JSON extensions such as NaN handling

json

#1

I recently added a proposal for Jason to add an option to allow decoding and encoding of NaNs (not a number) and ± infinity. This would allow decoding strings such as

{ "v1": NaN, "v2": Infinity }

So far the discussion was mainly between @OvermindDL1 and myself, and I would like to get more feedback on this.

Here is the gist of it.

Fact: The JSON spec doesn’t support it. Furthermore, it explicitely discourages it.

Numeric values that cannot be represented in the grammar below (such as Infinity and NaN) are not permitted. (RFC 7159)

Fact: Quite a few parsers out there have the option to deal with NaNs. Many of these even have this option enabled by default (which leads to quite a bit of “JSON” out there which is not spec compliant):

  • Python enables NaNs by default and provides an option to be spec complient

    > import json
    > data =  [float('nan'), float('inf'), float('-inf')]
    > data
    [nan, inf, -inf]
    > json.dumps(data)
    '[NaN, Infinity, -Infinity]'
    
  • GSON (JVM) provides an option to deal with NaNs but is spec compliant by default

  • Julia provides an option to deal with NaNs but is spec compliant by default

  • OCaml Yojson enables NaNs by default and offers a flag to be spec compliant

Fact: Various parsers do not allow for NaNs. This includes

  • JavaScript
  • Go
  • Rust
  • Currently all Elixir JSON libs

Question: What is an appropriate choice for a JSON parser?
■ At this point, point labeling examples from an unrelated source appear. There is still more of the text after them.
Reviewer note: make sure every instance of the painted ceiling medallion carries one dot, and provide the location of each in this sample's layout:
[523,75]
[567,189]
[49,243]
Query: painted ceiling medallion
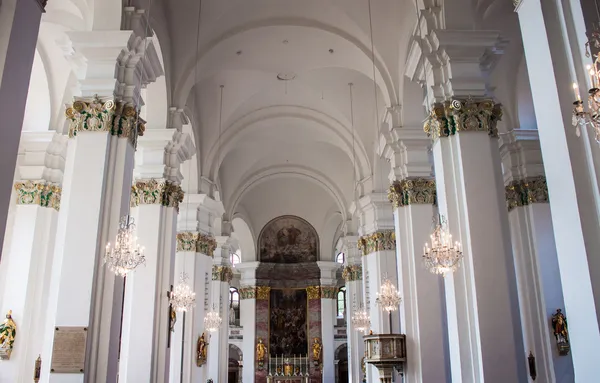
[286,76]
  1. Be spec compliant and do not provide options for deviating from that.
  2. Allow for NaN parsing on the basis that JSON in the wild may be not spec compliant and the only way to properly deal with such strings is to write a JSON parser that can deal with these.

Looking forward to feedback.


#2

What would be the expected behaviour in Elixir when parsing a JSON document with NaNs? BEAM doesn’t support NaN nor infinities, so I would expect to get back an error saying the input can’t bee decoded.

But if we’re talking about an extension to the parser, then it should probably define its own representation for such invalid values, e.g. parse NaNs into :NaN, and user code will have to depend on this particular representation. Moreover, I assume there’s not universal representation for encoding such value in different languages (it’s not part of the spec and there’s no separate spec for handling NaNs and infinities).

These observations lead me to the conclusion that it won’t be sufficient to add an option to a JSON library to enable support for non-conformant values because there may be different representations for such values in the wild.

A proper solution from a JSON library perspective would be to allow the user to hook into the parser and extend it in the desired way. So I see it as an extension mechanism rather than a single configuration option.